The role of solute polarity on methanol–silica interfacial solvation: a molecular dynamics study

The solvation structure and dynamics of small organic molecules at the methanol–silica interface are important for understanding the reaction dynamics in heterogeneous catalysis as well as the transport mechanisms in liquid chromatography. The role of solute polarity in interfacial solvation at the methanol–silica interface has been investigated via umbrella sampling molecular dynamics (MD) simulations and 1,3-propanediol and n-pentane were selected as representative species of polar and apolar solutes. Free energy calculations reveal that it took a similar free energy cost to transfer both solute molecules from the interface to the bulk, despite the huge difference in their polarities.
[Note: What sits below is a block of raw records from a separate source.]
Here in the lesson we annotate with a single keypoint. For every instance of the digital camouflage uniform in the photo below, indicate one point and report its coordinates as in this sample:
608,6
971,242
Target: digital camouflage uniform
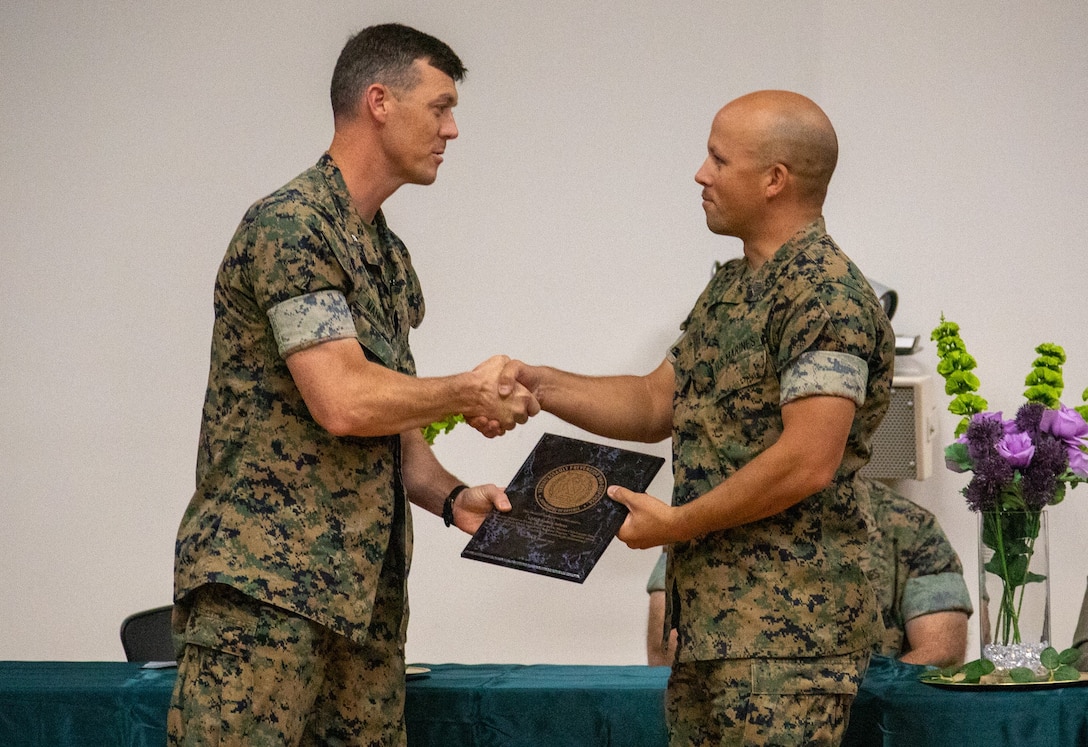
913,567
284,512
788,588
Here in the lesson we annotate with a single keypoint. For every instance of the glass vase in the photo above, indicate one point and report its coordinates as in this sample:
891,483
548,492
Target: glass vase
1014,587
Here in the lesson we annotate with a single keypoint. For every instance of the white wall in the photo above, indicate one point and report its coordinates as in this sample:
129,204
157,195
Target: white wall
565,228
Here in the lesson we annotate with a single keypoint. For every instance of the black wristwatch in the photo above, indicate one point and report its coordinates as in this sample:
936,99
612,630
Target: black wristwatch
447,507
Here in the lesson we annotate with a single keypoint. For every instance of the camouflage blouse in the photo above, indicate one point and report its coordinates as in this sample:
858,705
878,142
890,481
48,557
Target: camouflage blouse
790,585
283,510
914,568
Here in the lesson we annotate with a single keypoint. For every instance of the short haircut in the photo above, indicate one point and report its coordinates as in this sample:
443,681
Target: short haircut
385,54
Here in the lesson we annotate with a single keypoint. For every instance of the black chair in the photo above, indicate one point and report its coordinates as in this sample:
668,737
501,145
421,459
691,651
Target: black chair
146,635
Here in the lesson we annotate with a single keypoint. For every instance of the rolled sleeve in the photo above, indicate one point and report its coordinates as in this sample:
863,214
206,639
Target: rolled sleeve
821,372
936,593
305,321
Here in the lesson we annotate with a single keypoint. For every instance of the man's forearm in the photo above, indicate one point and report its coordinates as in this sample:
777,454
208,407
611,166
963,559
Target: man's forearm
627,408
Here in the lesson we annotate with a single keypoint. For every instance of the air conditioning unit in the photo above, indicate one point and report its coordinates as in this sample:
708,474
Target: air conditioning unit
903,445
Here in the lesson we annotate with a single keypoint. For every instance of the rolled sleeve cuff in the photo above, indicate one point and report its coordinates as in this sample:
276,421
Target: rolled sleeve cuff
937,593
821,372
305,321
656,581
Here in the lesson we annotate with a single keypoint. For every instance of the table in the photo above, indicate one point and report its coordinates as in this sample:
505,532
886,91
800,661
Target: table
102,704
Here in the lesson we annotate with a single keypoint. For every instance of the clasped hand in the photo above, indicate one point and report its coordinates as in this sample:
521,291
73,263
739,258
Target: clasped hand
499,409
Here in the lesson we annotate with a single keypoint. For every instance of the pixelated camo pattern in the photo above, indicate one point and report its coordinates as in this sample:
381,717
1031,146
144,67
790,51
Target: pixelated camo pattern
790,585
284,511
913,565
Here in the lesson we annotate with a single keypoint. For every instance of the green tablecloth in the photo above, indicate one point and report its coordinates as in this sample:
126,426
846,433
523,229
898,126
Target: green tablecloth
116,704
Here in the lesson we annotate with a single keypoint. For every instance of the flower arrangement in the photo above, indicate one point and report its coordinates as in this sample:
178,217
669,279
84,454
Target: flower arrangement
445,425
1020,465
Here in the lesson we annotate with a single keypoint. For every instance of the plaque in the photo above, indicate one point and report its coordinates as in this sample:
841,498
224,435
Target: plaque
560,520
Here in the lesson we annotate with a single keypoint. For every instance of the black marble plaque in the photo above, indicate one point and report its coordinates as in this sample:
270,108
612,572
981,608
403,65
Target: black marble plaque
561,521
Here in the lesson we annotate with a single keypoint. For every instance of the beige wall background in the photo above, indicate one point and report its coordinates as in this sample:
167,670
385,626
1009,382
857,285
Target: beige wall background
565,228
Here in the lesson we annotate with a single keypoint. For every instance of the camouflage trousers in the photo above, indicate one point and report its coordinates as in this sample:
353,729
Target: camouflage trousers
762,702
254,674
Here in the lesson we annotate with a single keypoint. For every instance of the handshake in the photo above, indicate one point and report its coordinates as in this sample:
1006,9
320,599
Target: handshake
502,395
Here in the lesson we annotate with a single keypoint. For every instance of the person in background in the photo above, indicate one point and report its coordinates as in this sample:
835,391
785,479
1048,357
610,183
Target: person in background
915,572
770,396
292,558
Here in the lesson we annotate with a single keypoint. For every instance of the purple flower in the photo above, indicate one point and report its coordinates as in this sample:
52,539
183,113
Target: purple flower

The 1,3-propendiol molecule can penetrate the adsorbed methanol layer and form hydrogen bonds with the silica surface with its backbone perpendicular to the silica surface, resulting in a significant slowdown of translational and rotational dynamics. Further analysis of solvent density and solute orientations suggest that at the minimum of the adsorption free energy curve, the 1,3-propanediol molecule is in a desolvated state, while n-pentane is in a solvated state. The collective effect of solute concentration has also been studied by unbiased MD simulations, and the free energy barriers of transferring the solute molecule from the interface to bulk, as well as the parallel diffusion coefficients at the interface, show a non-monotonic dependence on solute concentration, which can be related to the crowded environment in the interfacial layers.